A l’instar du travail à mains nues, pendant une attaque, le regard ne suit pas la lame ou le bâton pendant la coupe (Kiri) ou le coup (Tsuki). Il faut regarder Aïte devant soi dans sa globalité.

 

Fudôshin, l’esprit immuable

Dans son livre Tengu-Ryu Karaté Do, Roland Habersetzer nous enseigne que « Le regard émet et capte, trahit et hypnotise. Les yeux ont un pouvoir, et participent à la stratégie du combat. Ils émettent la force intérieure, l’esprit de décision, mais ils sont aussi, vus par l’adversaire, cette « fenêtre de l’âme », dont il faut dissimuler les intentions… »

La notion de Metsuke est intimement liée à celle de Fudôshin, l’esprit libre sans contraintes ni arrières pensées. Sur les tatamis on reconnaît un maître, voir un praticien avancé, à son visage calme et apaisé où rien ne filtre de son état intérieur et rien ne le distrait.   

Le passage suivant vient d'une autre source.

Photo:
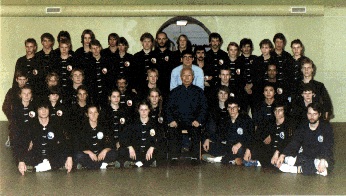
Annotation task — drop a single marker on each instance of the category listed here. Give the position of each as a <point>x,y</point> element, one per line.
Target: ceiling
<point>333,3</point>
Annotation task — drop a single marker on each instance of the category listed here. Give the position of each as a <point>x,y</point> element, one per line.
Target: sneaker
<point>30,168</point>
<point>238,161</point>
<point>115,164</point>
<point>206,157</point>
<point>250,163</point>
<point>79,166</point>
<point>8,143</point>
<point>288,168</point>
<point>153,164</point>
<point>128,164</point>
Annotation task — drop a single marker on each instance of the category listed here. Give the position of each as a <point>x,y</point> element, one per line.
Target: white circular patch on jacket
<point>282,135</point>
<point>240,131</point>
<point>59,113</point>
<point>69,68</point>
<point>160,120</point>
<point>152,132</point>
<point>99,135</point>
<point>50,135</point>
<point>320,138</point>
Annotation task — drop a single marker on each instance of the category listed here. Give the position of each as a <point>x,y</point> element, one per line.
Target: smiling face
<point>233,110</point>
<point>222,96</point>
<point>313,116</point>
<point>43,112</point>
<point>115,98</point>
<point>307,70</point>
<point>93,114</point>
<point>143,111</point>
<point>269,92</point>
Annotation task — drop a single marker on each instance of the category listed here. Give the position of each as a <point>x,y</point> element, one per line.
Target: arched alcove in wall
<point>196,31</point>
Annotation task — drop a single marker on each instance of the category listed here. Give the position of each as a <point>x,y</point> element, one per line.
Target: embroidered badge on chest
<point>59,113</point>
<point>69,68</point>
<point>50,135</point>
<point>282,135</point>
<point>240,131</point>
<point>152,132</point>
<point>320,138</point>
<point>99,135</point>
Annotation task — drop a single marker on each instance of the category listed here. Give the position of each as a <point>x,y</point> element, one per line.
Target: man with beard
<point>317,139</point>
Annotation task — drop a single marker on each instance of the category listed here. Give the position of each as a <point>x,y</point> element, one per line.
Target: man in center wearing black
<point>186,110</point>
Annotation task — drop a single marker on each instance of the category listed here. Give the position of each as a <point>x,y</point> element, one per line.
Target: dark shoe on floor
<point>128,164</point>
<point>153,164</point>
<point>195,162</point>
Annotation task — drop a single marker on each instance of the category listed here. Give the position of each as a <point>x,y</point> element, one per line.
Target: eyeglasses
<point>187,57</point>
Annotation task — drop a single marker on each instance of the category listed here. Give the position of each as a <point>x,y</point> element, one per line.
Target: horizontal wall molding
<point>158,10</point>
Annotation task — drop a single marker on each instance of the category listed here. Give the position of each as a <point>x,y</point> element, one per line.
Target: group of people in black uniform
<point>99,108</point>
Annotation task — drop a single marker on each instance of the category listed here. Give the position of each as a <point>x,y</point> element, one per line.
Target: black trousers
<point>175,138</point>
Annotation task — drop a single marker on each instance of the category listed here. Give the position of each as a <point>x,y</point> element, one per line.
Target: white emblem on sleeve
<point>240,131</point>
<point>160,120</point>
<point>282,135</point>
<point>238,71</point>
<point>99,135</point>
<point>152,132</point>
<point>50,135</point>
<point>320,138</point>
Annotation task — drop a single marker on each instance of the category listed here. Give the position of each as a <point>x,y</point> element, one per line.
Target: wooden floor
<point>184,179</point>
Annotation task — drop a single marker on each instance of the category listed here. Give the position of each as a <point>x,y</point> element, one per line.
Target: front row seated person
<point>186,110</point>
<point>232,138</point>
<point>50,146</point>
<point>272,137</point>
<point>141,138</point>
<point>96,146</point>
<point>316,138</point>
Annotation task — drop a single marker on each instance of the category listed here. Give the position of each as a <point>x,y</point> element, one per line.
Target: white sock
<point>290,160</point>
<point>288,168</point>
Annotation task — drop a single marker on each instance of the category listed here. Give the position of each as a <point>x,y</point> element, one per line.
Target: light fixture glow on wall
<point>181,22</point>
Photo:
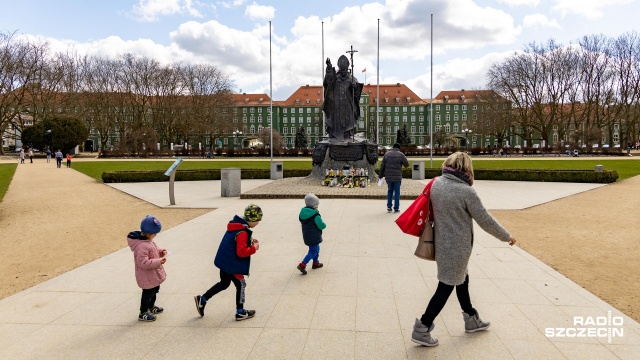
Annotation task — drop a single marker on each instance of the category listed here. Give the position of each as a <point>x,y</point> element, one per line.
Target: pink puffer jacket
<point>146,255</point>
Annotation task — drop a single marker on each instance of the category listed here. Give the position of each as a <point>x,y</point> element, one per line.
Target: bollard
<point>230,182</point>
<point>277,170</point>
<point>417,170</point>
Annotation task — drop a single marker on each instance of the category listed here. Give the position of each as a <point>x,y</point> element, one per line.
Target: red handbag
<point>412,220</point>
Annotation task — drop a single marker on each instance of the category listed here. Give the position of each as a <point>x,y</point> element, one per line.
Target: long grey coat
<point>455,204</point>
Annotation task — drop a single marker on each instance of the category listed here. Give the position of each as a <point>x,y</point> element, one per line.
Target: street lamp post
<point>466,136</point>
<point>236,133</point>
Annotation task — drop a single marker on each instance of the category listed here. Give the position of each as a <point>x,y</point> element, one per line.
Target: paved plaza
<point>361,305</point>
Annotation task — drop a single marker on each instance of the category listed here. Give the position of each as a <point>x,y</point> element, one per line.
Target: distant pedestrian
<point>148,259</point>
<point>59,158</point>
<point>233,259</point>
<point>312,226</point>
<point>391,171</point>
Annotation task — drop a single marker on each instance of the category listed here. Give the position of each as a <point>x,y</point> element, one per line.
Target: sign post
<point>171,172</point>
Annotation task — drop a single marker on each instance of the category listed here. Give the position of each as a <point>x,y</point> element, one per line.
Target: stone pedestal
<point>230,182</point>
<point>338,155</point>
<point>417,170</point>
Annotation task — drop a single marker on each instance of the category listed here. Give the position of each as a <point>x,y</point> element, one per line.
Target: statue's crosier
<point>341,100</point>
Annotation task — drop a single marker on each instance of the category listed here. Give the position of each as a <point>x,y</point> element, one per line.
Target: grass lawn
<point>625,168</point>
<point>6,174</point>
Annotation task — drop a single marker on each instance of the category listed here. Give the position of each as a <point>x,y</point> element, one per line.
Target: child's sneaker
<point>200,304</point>
<point>302,269</point>
<point>146,317</point>
<point>245,314</point>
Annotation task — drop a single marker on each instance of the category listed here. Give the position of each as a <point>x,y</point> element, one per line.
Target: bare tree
<point>210,101</point>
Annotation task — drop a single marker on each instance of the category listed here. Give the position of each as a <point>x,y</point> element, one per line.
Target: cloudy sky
<point>234,35</point>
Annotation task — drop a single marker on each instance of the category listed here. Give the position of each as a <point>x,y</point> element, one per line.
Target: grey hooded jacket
<point>455,204</point>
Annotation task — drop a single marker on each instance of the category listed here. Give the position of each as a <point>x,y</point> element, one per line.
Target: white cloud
<point>255,12</point>
<point>231,4</point>
<point>590,9</point>
<point>151,10</point>
<point>513,3</point>
<point>539,20</point>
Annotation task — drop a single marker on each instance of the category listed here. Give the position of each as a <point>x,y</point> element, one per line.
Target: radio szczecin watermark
<point>589,326</point>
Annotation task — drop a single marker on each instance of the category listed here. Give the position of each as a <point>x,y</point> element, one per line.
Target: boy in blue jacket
<point>233,259</point>
<point>312,226</point>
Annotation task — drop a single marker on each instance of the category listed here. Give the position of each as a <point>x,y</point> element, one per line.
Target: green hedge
<point>576,176</point>
<point>191,175</point>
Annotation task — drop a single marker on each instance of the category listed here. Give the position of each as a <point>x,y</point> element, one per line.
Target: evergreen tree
<point>301,138</point>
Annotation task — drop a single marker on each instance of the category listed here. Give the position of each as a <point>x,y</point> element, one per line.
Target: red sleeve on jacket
<point>241,245</point>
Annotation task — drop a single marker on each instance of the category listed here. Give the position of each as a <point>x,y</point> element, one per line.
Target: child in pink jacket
<point>148,258</point>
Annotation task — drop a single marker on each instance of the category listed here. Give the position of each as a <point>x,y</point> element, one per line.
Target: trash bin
<point>276,170</point>
<point>417,170</point>
<point>230,182</point>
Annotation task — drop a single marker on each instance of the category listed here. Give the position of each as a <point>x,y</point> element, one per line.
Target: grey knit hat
<point>311,200</point>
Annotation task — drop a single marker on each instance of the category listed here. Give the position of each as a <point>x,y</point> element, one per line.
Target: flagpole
<point>431,103</point>
<point>322,82</point>
<point>378,90</point>
<point>270,96</point>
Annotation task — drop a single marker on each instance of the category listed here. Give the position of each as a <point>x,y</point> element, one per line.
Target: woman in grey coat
<point>455,205</point>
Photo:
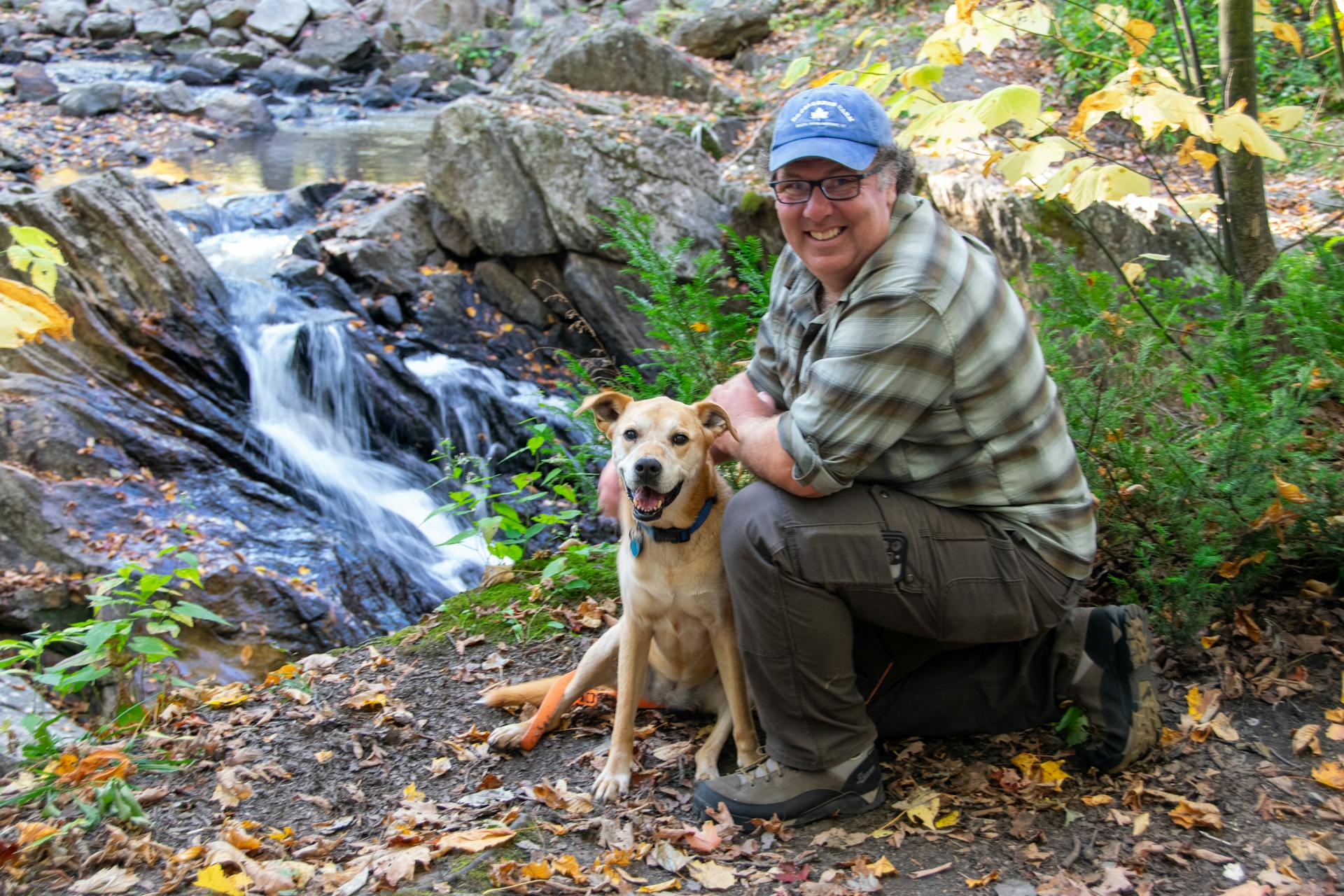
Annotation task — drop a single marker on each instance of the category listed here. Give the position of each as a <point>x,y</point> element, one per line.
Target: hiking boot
<point>1113,684</point>
<point>797,797</point>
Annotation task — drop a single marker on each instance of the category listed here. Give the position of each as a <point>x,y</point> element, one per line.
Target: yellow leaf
<point>27,315</point>
<point>473,841</point>
<point>1238,131</point>
<point>1282,117</point>
<point>1107,182</point>
<point>1291,492</point>
<point>214,879</point>
<point>1198,203</point>
<point>942,52</point>
<point>796,70</point>
<point>1007,104</point>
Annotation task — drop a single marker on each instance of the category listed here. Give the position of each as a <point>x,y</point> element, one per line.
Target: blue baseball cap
<point>841,124</point>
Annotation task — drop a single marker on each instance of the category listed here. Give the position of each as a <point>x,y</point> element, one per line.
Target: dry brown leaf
<point>476,840</point>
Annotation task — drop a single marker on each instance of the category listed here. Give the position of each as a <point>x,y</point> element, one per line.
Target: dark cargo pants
<point>872,612</point>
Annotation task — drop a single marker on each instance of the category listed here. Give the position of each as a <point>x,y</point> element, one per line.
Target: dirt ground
<point>369,770</point>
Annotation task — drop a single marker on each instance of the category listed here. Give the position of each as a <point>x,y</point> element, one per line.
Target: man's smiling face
<point>835,238</point>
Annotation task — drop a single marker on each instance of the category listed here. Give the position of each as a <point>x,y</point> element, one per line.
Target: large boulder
<point>239,111</point>
<point>64,16</point>
<point>723,30</point>
<point>1012,225</point>
<point>33,83</point>
<point>279,19</point>
<point>158,24</point>
<point>109,26</point>
<point>340,43</point>
<point>616,57</point>
<point>86,101</point>
<point>531,184</point>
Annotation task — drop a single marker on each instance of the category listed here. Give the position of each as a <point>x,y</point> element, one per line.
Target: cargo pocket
<point>980,589</point>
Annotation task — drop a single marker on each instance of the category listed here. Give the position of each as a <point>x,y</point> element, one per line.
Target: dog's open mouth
<point>648,503</point>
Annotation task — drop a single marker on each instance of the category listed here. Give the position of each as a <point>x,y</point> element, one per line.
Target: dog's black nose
<point>647,469</point>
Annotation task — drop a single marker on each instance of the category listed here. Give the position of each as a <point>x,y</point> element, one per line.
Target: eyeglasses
<point>794,192</point>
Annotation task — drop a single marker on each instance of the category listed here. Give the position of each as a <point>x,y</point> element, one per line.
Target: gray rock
<point>64,16</point>
<point>531,186</point>
<point>33,83</point>
<point>288,76</point>
<point>340,43</point>
<point>88,101</point>
<point>620,57</point>
<point>216,64</point>
<point>128,7</point>
<point>505,292</point>
<point>251,55</point>
<point>226,38</point>
<point>279,19</point>
<point>178,99</point>
<point>109,26</point>
<point>158,24</point>
<point>200,23</point>
<point>328,8</point>
<point>239,111</point>
<point>722,31</point>
<point>229,14</point>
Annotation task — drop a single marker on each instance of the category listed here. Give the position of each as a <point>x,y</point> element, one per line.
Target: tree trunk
<point>1247,214</point>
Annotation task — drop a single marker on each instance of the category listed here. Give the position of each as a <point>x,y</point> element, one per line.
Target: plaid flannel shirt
<point>926,377</point>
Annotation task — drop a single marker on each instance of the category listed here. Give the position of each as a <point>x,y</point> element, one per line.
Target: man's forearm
<point>761,451</point>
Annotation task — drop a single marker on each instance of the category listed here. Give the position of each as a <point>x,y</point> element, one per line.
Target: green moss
<point>589,573</point>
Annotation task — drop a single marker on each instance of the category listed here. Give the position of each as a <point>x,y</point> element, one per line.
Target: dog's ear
<point>606,407</point>
<point>714,418</point>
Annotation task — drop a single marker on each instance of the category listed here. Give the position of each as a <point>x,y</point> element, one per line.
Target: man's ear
<point>714,418</point>
<point>606,407</point>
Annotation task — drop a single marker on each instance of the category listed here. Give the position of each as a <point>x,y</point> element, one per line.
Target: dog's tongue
<point>647,498</point>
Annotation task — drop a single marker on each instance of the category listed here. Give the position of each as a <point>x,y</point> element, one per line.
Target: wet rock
<point>239,111</point>
<point>200,23</point>
<point>328,8</point>
<point>279,19</point>
<point>109,26</point>
<point>619,57</point>
<point>340,43</point>
<point>722,30</point>
<point>229,14</point>
<point>33,83</point>
<point>505,292</point>
<point>216,64</point>
<point>86,101</point>
<point>377,97</point>
<point>531,186</point>
<point>226,38</point>
<point>158,24</point>
<point>64,16</point>
<point>288,76</point>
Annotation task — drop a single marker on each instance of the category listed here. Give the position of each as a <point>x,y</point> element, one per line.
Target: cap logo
<point>820,115</point>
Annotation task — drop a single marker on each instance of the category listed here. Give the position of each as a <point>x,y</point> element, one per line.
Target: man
<point>910,556</point>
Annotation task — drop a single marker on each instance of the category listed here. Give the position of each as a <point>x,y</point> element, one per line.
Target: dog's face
<point>657,445</point>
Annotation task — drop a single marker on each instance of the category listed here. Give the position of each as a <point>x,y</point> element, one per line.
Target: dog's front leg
<point>736,690</point>
<point>632,669</point>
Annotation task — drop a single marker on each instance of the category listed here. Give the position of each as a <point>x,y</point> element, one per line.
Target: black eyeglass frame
<point>816,184</point>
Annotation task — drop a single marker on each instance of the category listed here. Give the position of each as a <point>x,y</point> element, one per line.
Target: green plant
<point>1218,475</point>
<point>131,609</point>
<point>708,335</point>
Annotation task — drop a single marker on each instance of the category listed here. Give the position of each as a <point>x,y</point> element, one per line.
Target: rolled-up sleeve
<point>859,403</point>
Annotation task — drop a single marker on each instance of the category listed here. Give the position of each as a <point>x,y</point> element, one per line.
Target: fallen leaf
<point>106,880</point>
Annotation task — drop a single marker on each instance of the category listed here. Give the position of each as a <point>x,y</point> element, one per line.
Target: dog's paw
<point>610,785</point>
<point>508,736</point>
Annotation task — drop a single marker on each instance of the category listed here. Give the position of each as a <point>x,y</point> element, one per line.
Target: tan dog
<point>675,643</point>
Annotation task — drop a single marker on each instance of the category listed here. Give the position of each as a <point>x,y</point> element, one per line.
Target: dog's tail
<point>519,695</point>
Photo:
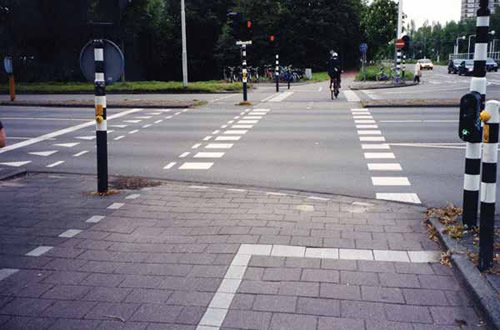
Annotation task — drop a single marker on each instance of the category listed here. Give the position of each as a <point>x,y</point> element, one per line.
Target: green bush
<point>373,70</point>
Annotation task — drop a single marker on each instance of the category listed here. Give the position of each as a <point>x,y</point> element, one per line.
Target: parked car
<point>491,65</point>
<point>453,66</point>
<point>466,68</point>
<point>425,63</point>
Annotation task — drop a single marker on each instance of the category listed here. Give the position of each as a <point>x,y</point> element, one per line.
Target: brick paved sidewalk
<point>190,257</point>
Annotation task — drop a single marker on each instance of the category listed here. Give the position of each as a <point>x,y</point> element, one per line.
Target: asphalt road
<point>298,139</point>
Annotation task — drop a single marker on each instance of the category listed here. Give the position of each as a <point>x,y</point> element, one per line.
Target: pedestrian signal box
<point>469,127</point>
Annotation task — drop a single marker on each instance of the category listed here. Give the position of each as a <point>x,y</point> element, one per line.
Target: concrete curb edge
<point>477,286</point>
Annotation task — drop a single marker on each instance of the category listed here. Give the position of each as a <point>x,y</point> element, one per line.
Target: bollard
<point>472,178</point>
<point>100,118</point>
<point>490,118</point>
<point>245,72</point>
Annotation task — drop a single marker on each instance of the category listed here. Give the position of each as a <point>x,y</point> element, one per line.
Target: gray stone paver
<point>157,262</point>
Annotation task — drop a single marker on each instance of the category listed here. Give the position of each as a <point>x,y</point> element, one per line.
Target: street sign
<point>240,43</point>
<point>114,62</point>
<point>400,43</point>
<point>7,64</point>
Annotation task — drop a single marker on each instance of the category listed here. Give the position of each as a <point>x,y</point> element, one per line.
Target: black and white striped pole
<point>473,148</point>
<point>244,71</point>
<point>277,73</point>
<point>100,118</point>
<point>490,118</point>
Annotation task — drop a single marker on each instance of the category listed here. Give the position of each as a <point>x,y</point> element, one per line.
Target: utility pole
<point>184,45</point>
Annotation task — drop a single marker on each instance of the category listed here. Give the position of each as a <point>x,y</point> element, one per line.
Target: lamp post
<point>184,46</point>
<point>456,43</point>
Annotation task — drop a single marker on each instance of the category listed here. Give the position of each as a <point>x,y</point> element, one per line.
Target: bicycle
<point>334,87</point>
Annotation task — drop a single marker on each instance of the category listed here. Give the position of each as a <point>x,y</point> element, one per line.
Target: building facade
<point>470,7</point>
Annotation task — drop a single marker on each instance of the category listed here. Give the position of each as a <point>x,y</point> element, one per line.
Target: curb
<point>11,174</point>
<point>381,86</point>
<point>477,286</point>
<point>92,105</point>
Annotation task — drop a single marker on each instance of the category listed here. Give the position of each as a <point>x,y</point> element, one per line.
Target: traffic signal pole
<point>473,149</point>
<point>100,118</point>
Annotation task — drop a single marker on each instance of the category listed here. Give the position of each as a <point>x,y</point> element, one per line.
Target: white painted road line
<point>379,155</point>
<point>209,155</point>
<point>372,139</point>
<point>115,206</point>
<point>196,166</point>
<point>235,132</point>
<point>227,138</point>
<point>70,233</point>
<point>381,146</point>
<point>406,197</point>
<point>219,146</point>
<point>384,167</point>
<point>351,96</point>
<point>81,153</point>
<point>390,181</point>
<point>62,132</point>
<point>39,251</point>
<point>280,97</point>
<point>169,165</point>
<point>43,153</point>
<point>95,219</point>
<point>55,164</point>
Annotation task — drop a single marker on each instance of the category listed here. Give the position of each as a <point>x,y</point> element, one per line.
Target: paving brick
<point>449,315</point>
<point>331,323</point>
<point>362,310</point>
<point>320,275</point>
<point>107,294</point>
<point>28,323</point>
<point>339,264</point>
<point>406,313</point>
<point>247,320</point>
<point>376,266</point>
<point>104,310</point>
<point>109,280</point>
<point>191,315</point>
<point>282,274</point>
<point>157,313</point>
<point>258,287</point>
<point>399,280</point>
<point>340,291</point>
<point>293,322</point>
<point>380,294</point>
<point>425,297</point>
<point>266,261</point>
<point>274,303</point>
<point>70,292</point>
<point>291,262</point>
<point>358,278</point>
<point>438,282</point>
<point>69,309</point>
<point>242,301</point>
<point>68,324</point>
<point>186,298</point>
<point>305,289</point>
<point>413,268</point>
<point>388,325</point>
<point>318,306</point>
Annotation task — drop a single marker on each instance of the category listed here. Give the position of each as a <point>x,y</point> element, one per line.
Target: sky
<point>432,10</point>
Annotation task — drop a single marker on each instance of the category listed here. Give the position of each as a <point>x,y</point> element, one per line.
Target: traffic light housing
<point>406,47</point>
<point>469,126</point>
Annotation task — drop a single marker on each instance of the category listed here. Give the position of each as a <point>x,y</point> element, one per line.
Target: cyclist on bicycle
<point>334,67</point>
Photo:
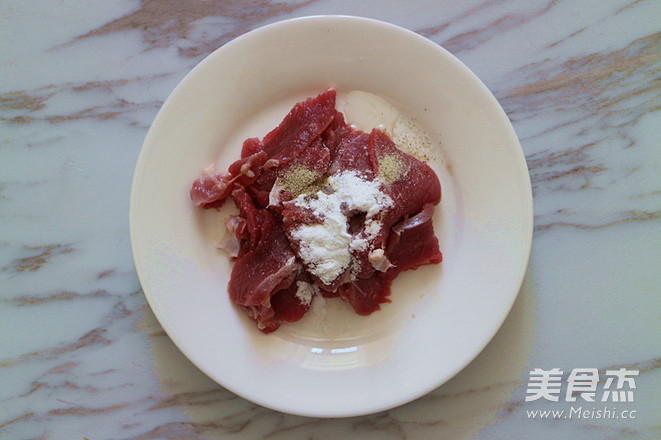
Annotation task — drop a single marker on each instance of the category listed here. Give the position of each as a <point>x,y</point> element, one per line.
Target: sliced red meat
<point>287,306</point>
<point>302,126</point>
<point>316,139</point>
<point>365,294</point>
<point>268,267</point>
<point>352,154</point>
<point>418,184</point>
<point>412,242</point>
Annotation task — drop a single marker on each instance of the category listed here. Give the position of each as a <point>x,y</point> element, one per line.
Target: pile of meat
<point>275,184</point>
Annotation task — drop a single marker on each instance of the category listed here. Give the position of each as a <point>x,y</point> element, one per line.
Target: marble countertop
<point>81,353</point>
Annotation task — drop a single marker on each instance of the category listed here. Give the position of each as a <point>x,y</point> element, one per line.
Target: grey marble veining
<point>81,353</point>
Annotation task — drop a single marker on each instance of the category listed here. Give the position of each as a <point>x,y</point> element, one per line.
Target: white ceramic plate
<point>334,363</point>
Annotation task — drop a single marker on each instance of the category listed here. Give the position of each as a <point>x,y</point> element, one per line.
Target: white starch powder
<point>326,248</point>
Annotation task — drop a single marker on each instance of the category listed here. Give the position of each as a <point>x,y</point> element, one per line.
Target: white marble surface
<point>81,354</point>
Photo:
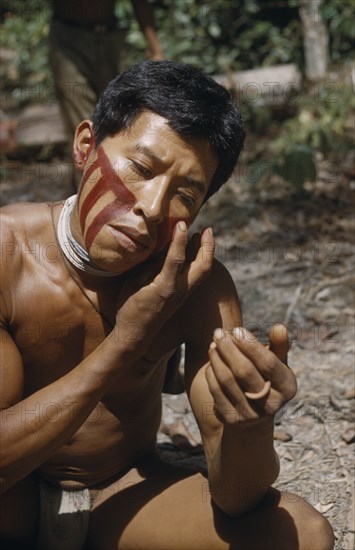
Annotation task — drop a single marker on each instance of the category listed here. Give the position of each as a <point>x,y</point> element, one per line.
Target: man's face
<point>136,185</point>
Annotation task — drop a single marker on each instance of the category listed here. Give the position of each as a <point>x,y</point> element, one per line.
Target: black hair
<point>193,104</point>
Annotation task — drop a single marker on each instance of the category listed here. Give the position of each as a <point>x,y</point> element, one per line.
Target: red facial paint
<point>124,201</point>
<point>109,181</point>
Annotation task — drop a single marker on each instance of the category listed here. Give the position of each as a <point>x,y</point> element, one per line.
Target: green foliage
<point>24,32</point>
<point>322,124</point>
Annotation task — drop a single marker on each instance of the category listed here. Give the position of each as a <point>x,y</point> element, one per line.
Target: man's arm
<point>26,444</point>
<point>237,432</point>
<point>145,18</point>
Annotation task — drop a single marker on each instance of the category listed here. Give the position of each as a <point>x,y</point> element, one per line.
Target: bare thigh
<point>160,507</point>
<point>19,514</point>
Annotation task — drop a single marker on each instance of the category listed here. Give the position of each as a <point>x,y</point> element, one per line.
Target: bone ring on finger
<point>260,394</point>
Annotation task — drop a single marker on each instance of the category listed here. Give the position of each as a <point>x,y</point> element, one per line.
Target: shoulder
<point>23,226</point>
<point>23,221</point>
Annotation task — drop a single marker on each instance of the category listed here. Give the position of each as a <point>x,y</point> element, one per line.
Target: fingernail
<point>238,333</point>
<point>182,226</point>
<point>219,334</point>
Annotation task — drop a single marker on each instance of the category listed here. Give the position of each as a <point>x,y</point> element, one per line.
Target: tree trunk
<point>315,39</point>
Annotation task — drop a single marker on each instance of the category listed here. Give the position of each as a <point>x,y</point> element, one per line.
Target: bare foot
<point>179,434</point>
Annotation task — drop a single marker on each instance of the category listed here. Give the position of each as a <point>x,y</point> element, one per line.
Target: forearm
<point>33,429</point>
<point>243,467</point>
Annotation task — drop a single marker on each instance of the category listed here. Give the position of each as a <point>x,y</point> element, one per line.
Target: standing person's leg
<point>160,507</point>
<point>70,58</point>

Je me remémore souvent le regard impassible de Maître Tamura quand je me retrouvais face à lui. J’avais la sensation déstabilisante de me trouver devant un  miroir qui me renvoyait à mes moindres défauts, je ressentais son incroyable présence. Que ce soit dans ses préparations ou dans sa pratique à mains nues ou aux armes Tamura Sensei présentait continuellement une profonde sérénité intérieure et ne semblait refléter d’émotion particulière. Il incarnait parfaitement cet esprit immuable qu’il avait cultivé tout au long de ses nombreuses années de pratique.

 

Pratiquer pour développer notre intuition

On dit souvent que le regard en dit plus long que la parole, ou encore que notre regard est l'expression de notre psyché. Aussi l’étude d’un Metsuke approprié à chaque situation est une piste de travail intéressante pour évoluer dans notre pratique.

Développer cette faculté au quotidien concoure à éduquer et apaiser notre mental que ce soit sur les tatamis ou dans nos relations avec les autres. Cette étude doit nous permettre de voir l’autre dans sa totalité, à la fois dans son ensemble et dans le détail et de percevoir jusqu’à son intention. Comme l’a écrit, le célèbre Musashi « il nous faut voir avec notre cœur, au-delà du sabre de l’adversaire ».

 

Cet article est paru dans le magazine Dragon Spécial Aïkido n°23 de Janvier 2019.

 

*Remerciements à Taro Ochiaï et Germain Chamot pour les traductions.